あはは。二時間サスペンスで崖に追い詰められた犯人かよ、ってぐらいにペラペラと話すトラブル君。
それを笑顔で聞いているリュート。
「あんたのご主人様、変わってるね〜」
私はリュートから降りて日向ぼっこしつつ、聞いてたんだけど、ギャルな彼女に捕獲されて話しかけられた。
「トラク、真面目だからなかなか手出してくれなくて、今回も消毒してーって、皆でお願いしたんだから〜」
ぷんぷんと擬音つきで怒るギャルな彼女は、意外と可愛らしかった。
その会話の中で、ゴブリンの襲撃場所への案内を頼んだ孫娘ちゃんに言い寄られたっていう話を、ギャルな彼女が教えてくれたんだよねぇ。
だから、変わり身の早さに私はびっくりだ。
リュートはただ驚いただけらしいけど。
「えー、だってあの人弱いですし、彼女がたくさんいるなんてあり得ない」
可愛らしく唇を突き出す孫娘ちゃん。ま、私は可愛いとは思わない。
「トラクは弱くないよ。ゴブリンに捕まったのは、想定外の使役されたモンスターで、君や彼女達を人質にされたからだ。自分が傷ついても大切な人を守ろうとしたトラクを、俺は尊敬してる」
リュートも心動かされなかったらしく、苦笑しながらやんわりと孫娘ちゃんの腕を押し退けてる。

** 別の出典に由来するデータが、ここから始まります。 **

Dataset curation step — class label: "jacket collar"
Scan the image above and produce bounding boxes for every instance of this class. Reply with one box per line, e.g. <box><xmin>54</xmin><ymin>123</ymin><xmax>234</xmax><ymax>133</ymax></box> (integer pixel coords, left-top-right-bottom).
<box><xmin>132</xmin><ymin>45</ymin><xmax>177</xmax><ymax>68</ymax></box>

と言うか、孫娘ちゃんのせいでトラブル君捕まったんじゃ、とか思うけど、私は空気を読んで黙っておく。
「そ、そうですよね。ごめんなさい。……あの、リュートさんて、好きな相手」
「いるよ」
口先だけの謝罪から、リュートへの質問をしようとした孫娘ちゃんは、食い気味に即答されて固まってる。
「この世界の全てを敵にしたって守りたいぐらい、好きな相手が」
リュートの容赦ない追撃に、孫娘ちゃんは涙目で走り去った。
「あきらめませんから!」
そう叫んで。
私達と一緒に見張りをしてる村人からの生ぬるい視線を受けながら。
(リュート、あの……)
――好きな相手って。
そう聞こうと思ったが、蕩けるような笑顔を浮かべて見つめてくるリュートに、数瞬ためらって言葉を飲み込んだ。
「もちろんハルさんです!」
空気を読まないリュートに、私のためらいは無駄だったようだ。
ちょっとずつ、にじり寄るリュート。
通常運行なハル。
トラブル君もリュート教に染まったので、そろそろノクへ帰れるかなー。
久しぶりにエヴァンが書きたい。